A binomial test compares a sample proportion to a hypothesized proportion.
For example, suppose we have a 6-sided die. If we roll it 12 times, we would expect the number “3” to show up 1/6 of the time, which would be 12 * (1/6) = 2 times.
If the number “3” actually shows up 4 times, is that evidence that the die is biased towards the number “3”? We could perform a binomial test to answer that question.
In Python, we can perform a binomial test using the binom_test() function from the scipy.stats library, which uses the following syntax:
binom_test(x, n=None, p=0.5, alternative=’two-sided’)
where:
- x: number of “successes”
- n: total number of trials
- p: the probability of success on each trial
- alternative: the alternative hypothesis. Default is ‘two-sided’ but you can also specify ‘greater’ or ‘less.’
This function returns the p-value of the test. We can load this function by using the following sytax:
from scipy.stats import binom_test
The following examples illustrate how to perform binomial tests in Python.
Example 1: We roll a 6-sided die 24 times and it lands on the number “3” exactly 6 times. Perform a binomial test to determine if the die is biased towards the number “3.”
The null and alternative hypotheses for our test are as follows:
H0: π ≤ 1/6 (the die is not biased towards the number “3”)
HA: π > 1/6
*π is the symbol for population proportion.
We will enter the following formula into Python:
binom_test(x=6, n=24, p=1/6, alternative='greater') 0.1995295129479586
Because this p-value (0.1995) is not less than 0.05, we fail to reject the null hypothesis. We do not have sufficient evidence to say the die is biased towards the number “3.”
Example 2: We flip a coin 30 times and it lands on heads exactly 19 times. Perform a binomial test to determine if the coin is biased towards heads.
The null and alternative hypotheses for our test are as follows:
H0: π ≤ 1/2 (the coin is not biased towards heads)
HA: π > 1/2
We will enter the following formula into Python:
binom_test(x=19, n=30, p=1/2, alternative='greater') 0.10024421103298661
Because this p-value (0.10024) is not less than 0.05, we fail to reject the null hypothesis. We do not have sufficient evidence to say the coin is biased towards heads.
Example 3: A shop makes widgets with 80% effectiveness. They implement a new system that they hope will improve the rate of effectiveness. They randomly select 50 widgets from a recent production run and find that 47 of them are effective. Perform a binomial test to determine if the new system leads to higher effectiveness.
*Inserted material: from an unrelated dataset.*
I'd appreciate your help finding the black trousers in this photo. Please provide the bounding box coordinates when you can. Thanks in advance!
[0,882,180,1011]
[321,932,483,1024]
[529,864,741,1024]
The null and alternative hypotheses for our test are as follows:
H0: π ≤ 0.80 (the new system does not lead to an increase in effectiveness)
HA: π > 0.80
We will enter the following formula into Python:
binom_test(x=47, n=50, p=0.8, alternative='greater') 0.005656361012155314
Because this p-value (0.00565) is less than 0.05, we reject the null hypothesis. We have sufficient evidence to say the new system leads to an increase in effectiveness.